Colonne
CLXVII.

Les vieilles tapisseries

Juillet 2030

Le papier peint de la chambre, dans la maison de mon enfance, représentait des bouquets de lilas reliés par des rubans bleus. Le motif se répétait tous les quarante centimètres environ. Au-dessus du lit, je l'avais appris par cœur. Je pourrais encore en dessiner aujourd'hui le ruban exact qui passait derrière le troisième bouquet.

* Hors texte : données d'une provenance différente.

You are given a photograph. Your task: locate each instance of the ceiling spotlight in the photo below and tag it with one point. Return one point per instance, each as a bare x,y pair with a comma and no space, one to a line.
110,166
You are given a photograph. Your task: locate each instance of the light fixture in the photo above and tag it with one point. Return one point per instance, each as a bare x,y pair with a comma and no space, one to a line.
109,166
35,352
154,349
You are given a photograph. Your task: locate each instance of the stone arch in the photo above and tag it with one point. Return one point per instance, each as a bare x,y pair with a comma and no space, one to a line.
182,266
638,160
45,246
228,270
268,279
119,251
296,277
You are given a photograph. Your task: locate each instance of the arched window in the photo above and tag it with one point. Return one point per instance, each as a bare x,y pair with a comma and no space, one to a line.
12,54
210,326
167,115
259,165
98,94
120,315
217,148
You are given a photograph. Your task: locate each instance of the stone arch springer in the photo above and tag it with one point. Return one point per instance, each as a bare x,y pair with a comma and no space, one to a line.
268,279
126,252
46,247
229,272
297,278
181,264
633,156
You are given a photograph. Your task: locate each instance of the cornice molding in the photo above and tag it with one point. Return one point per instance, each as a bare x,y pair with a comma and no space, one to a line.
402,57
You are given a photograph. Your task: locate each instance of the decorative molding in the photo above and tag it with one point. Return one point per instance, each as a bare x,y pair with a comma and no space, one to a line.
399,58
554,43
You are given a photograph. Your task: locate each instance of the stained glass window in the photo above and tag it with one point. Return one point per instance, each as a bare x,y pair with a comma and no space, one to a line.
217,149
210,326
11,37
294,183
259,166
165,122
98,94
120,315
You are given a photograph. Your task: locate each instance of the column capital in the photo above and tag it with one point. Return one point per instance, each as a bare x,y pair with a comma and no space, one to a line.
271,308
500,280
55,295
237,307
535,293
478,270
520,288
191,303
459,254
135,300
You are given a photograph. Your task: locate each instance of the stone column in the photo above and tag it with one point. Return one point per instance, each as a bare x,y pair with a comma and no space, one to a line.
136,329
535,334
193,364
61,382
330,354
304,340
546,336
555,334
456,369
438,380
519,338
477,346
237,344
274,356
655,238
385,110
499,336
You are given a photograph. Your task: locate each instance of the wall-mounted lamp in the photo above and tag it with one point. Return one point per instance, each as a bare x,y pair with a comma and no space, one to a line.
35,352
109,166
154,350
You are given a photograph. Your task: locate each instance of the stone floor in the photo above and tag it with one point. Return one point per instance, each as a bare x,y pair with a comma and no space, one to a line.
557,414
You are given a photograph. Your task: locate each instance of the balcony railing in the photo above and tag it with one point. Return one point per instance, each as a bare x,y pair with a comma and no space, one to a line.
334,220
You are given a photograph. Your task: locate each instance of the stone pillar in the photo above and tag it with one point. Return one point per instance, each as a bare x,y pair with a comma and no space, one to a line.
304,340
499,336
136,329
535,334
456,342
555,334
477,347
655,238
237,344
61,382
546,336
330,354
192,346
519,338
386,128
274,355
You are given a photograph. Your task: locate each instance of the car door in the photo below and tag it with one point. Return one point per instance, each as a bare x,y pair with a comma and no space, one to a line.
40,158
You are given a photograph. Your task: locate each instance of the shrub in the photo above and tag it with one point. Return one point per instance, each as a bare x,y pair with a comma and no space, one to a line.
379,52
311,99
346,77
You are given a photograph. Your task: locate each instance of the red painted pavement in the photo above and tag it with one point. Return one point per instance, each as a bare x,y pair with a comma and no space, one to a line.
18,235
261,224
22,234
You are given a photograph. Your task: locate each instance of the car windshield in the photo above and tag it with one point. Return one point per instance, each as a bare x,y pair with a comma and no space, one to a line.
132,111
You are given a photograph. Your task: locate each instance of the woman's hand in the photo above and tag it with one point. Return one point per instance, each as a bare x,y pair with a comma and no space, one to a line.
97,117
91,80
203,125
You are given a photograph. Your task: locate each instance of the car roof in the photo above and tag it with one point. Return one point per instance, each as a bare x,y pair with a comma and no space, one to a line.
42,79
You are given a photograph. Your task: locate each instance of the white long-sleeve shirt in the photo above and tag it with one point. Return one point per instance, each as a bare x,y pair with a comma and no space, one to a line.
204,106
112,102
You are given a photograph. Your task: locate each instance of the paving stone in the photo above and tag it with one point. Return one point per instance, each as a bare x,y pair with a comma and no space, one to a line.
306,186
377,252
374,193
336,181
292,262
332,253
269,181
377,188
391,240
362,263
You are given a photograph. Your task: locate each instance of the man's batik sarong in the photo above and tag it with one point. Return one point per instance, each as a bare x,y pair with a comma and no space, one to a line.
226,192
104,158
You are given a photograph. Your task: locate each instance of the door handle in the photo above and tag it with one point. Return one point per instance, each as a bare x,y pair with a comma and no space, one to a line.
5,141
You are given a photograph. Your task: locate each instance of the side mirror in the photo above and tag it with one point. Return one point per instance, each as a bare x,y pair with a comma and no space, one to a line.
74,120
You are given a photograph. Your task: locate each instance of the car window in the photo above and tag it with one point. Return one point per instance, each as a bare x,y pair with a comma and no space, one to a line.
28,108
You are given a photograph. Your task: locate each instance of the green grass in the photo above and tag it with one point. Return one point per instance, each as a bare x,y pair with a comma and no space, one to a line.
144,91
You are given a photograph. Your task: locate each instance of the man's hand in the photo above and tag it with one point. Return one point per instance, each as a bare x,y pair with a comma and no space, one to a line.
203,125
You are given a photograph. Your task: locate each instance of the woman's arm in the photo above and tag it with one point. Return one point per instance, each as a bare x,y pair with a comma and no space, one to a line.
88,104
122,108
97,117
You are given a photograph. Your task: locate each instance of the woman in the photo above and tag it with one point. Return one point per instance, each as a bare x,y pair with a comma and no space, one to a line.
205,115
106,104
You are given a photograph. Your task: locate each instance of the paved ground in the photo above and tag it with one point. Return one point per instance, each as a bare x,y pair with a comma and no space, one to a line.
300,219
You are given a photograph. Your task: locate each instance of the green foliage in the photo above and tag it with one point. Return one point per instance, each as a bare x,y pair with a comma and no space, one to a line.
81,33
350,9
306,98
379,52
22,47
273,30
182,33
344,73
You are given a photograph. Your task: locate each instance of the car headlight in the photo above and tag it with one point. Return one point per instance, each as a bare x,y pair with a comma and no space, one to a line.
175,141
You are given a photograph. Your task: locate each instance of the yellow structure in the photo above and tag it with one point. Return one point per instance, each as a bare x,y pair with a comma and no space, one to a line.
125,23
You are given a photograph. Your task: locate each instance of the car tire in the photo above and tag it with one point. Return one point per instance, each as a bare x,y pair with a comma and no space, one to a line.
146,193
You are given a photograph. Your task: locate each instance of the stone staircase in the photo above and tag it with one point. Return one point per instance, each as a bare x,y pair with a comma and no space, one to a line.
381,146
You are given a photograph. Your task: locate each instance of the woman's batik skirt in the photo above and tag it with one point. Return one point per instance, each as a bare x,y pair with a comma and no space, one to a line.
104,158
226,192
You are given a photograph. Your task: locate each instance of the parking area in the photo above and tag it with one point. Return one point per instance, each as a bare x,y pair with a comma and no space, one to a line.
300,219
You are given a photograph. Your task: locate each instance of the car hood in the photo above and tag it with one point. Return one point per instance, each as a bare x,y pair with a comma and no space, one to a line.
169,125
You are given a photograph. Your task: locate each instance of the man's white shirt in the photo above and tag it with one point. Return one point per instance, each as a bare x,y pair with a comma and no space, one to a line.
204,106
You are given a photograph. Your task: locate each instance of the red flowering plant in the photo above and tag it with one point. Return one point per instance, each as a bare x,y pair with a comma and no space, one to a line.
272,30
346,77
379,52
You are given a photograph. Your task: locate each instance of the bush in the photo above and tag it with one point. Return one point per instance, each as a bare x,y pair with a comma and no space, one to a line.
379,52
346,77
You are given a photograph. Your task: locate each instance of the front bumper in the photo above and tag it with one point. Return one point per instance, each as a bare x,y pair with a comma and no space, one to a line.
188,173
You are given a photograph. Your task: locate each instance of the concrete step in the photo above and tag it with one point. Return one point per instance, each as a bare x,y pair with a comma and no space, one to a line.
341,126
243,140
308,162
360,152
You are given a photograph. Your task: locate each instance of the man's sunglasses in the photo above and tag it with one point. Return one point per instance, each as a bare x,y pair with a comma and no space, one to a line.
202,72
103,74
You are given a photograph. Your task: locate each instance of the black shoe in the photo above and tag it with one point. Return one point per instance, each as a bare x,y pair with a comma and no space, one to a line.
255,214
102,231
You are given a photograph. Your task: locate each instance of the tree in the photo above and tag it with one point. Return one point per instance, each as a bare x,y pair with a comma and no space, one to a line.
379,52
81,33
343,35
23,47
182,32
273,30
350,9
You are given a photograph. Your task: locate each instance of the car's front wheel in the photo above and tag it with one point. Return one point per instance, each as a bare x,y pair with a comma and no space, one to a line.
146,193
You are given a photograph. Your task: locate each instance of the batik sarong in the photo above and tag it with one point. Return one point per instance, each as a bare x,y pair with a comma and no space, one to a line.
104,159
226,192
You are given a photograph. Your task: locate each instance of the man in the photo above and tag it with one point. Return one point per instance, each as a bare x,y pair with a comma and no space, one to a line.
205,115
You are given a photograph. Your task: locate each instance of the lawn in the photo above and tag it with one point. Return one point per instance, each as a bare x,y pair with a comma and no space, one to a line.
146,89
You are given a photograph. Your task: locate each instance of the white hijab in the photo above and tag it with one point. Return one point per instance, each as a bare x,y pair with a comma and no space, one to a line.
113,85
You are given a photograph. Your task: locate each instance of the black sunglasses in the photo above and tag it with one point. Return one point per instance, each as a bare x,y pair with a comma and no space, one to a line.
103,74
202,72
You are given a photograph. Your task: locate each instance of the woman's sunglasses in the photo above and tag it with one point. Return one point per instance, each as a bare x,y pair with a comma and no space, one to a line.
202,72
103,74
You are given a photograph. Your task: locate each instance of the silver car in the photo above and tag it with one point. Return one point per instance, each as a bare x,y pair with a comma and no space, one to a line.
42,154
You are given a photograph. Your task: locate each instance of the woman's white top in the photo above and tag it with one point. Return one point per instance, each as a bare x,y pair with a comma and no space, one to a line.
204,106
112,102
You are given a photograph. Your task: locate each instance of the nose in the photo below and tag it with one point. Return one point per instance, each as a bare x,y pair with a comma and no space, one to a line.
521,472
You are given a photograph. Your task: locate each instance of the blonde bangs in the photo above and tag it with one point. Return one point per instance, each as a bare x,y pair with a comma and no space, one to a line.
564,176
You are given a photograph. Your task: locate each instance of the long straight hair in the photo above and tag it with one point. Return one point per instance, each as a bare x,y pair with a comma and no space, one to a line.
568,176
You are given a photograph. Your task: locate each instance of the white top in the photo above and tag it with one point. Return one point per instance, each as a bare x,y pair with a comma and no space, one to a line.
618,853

Les vieilles tapisseries ont, dans la mémoire d'enfance, une présence que peu d'objets atteignent. Étalées sur quatre murs, elles étaient regardées plus longtemps, plus distraitement, plus complètement qu'aucun tableau. Le malade y voyait défiler ses journées de fièvre ; l'enfant insomnié y traçait des chemins entre les feuilles.


Aujourd'hui, les murs sont peints. La tapisserie a perdu la bataille du goût. On la trouve désuète, encombrante, fatigante pour l'œil. Mais ce que la peinture unie n'aura jamais, c'est ce détail soutenu qui occupait l'esprit pendant des après-midi pluvieux où l'on n'avait rien d'autre à faire que regarder un mur.

Une fois, dans un hôtel de province, j'ai retrouvé une tapisserie qui ressemblait à celle de la chambre. Pas les mêmes fleurs, pas les mêmes couleurs, mais le même esprit — un fond clair, un motif répété, un ruban qui passait derrière. Je me suis surpris à la regarder un long moment, sans plus rien lire. J'avais six ans à nouveau, juste le temps de cinq minutes.